Understanding unit vector arguement for proving gradient is direction steepest ascent

multivariable-calculus

Why is gradient the direction of steepest ascent?

In this question and it's many answer, people argue gradient is direction of steepest ascent by defining a random unit vector and then saying that dot product of this with gradient is maximum when both of them are in the same direction. But how does this prove that gradient is direction of steepest ascent

And, it's not just me, the comments also involve asking the person who answered how the heck his arguement proves it. So, why is it so?

Further in the book, Electricity and magnetism by purcell, in page 64 end to page 65 start, he talks of gradient of a function dependent only distance from origin i.e a radial function f(r) and argues the shortest step which we can make to change f(r) to f(r+dr) is move in the radial direction. Ok, this some what makes sense to me but how do I extend this intuition for regular derivatives and further use this to understand the answer I showed before?

Best Answer

We can first ask what is meant by the direction of "steepest ascent" for a function $f(\vec{x})$ around $\vec{x}_0$? What we usually mean by this is the direction given by a vector $\vec{\delta}$ so that a minute (infinitesimal step) in that direction gives the greatest increase of the function while keeping the length of the minute step fixed. You can think of the following process as one that converges to finding the direction of steepest ascent:

  1. First start with all unit vectors $\vec{\delta}$, and ask: of all the possible $\vec{\delta}$, which one maximizes $f(\vec{x}_0 + \vec{\delta})$? Let the answer be $\vec{\delta}_1$.

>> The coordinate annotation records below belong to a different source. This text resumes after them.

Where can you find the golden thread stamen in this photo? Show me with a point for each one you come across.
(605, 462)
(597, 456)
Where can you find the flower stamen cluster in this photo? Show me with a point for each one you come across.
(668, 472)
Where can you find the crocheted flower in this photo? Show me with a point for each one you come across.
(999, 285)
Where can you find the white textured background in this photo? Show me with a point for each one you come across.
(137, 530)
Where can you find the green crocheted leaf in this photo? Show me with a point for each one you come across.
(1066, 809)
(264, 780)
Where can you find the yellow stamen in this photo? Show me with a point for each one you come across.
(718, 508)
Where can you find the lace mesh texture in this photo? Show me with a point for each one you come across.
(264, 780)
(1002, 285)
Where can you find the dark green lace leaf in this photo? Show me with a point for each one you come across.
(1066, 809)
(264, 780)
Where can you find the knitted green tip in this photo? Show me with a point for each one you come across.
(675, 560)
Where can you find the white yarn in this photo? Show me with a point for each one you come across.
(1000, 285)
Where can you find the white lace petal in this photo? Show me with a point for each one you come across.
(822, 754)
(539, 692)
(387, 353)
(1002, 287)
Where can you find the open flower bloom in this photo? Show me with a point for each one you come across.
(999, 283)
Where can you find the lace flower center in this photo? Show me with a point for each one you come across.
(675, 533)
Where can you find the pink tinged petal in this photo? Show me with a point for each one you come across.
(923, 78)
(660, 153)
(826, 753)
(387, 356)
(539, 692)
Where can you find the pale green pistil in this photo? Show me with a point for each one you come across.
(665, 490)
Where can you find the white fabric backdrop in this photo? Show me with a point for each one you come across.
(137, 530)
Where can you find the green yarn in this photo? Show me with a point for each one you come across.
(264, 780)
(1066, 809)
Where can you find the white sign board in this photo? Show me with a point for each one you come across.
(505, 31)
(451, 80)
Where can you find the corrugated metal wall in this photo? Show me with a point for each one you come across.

  2. Then reduce the length of $\vec{\delta}$ to say, $0.1$ and ask the same question: of all such possible $\vec{\delta}$, which one maximizes $f(\vec{x}_0 + \vec{\delta})$? Let the answer be $\vec{\delta}_1$.

  3. Continue to reduce the length of $\vec{\delta}$ to be fixed at some number arbitrarily close (but not equal) to zero, and ask the same question, thereby constructing an infinite sequence $$\vec{\delta}_1, \vec{\delta}_2, \vec{\delta}_3, \cdots$$ For differentiable functions, the direction each $\vec{\delta}_i$ as $i \to \infty$ points in will approach a well-defined limit!

The limit of this infinite process can then be thought of the direction of steepest ascent. It maximizes the increase of the function per unit distance traveled around the point $\vec{x}_0$, in the limit where the distance traveled from $\vec{x}_0$ is very small.

To find exactly what direction $\vec{\delta}$ approaches, we can use the idea behind defining the derivative, which is to provide a linear approximation of a function around a point. The idea is that for a multivariate function $f(\vec{x})$ that has a gradient $\nabla f$, moving an infinitesimal amount $\vec{\delta}$ from $\vec{x}_0$ to $\vec{x}_0 + \vec{\delta}$ changes the value of the function from $f(\vec{x}_0)$ to $f(\vec{x}_0) + \nabla f(\vec{x}_0) \cdot \vec{\delta}$. Even though there will always be corrections on the order of $\vec{\delta}^2$ and beyond, they are negligible in the limit as $\delta \to \vec{0}$. That's because every differentiable function can be approximated as linear in the neighborhood of any arbitrary point in its domain.

The problem then becomes to find $\vec{\delta}$ such that $\nabla f(\vec{x}_0) \cdot \vec{\delta}$ is maximized (since this is the increase $f(\vec{x}_0 + \vec{\delta}) - f(\vec{x}_0)$ that is recorded. But remember there's a caveat: the length of all $\vec{\delta}$ must be held fixed. Because of this, finding the vector $\vec{\delta}$ that maximizes $\nabla f(\vec{x}_0) \cdot \vec{\delta}$ is equivalent to finding the unit vector $\hat{\delta}$ that maximizes $\nabla f(\vec{x}_0) \cdot \hat{\delta}$. From there you can check that choosing $\hat{\delta}$ to be the unit vector in the direction of $\nabla f (\vec{x}_0)$ maximizes this quantity.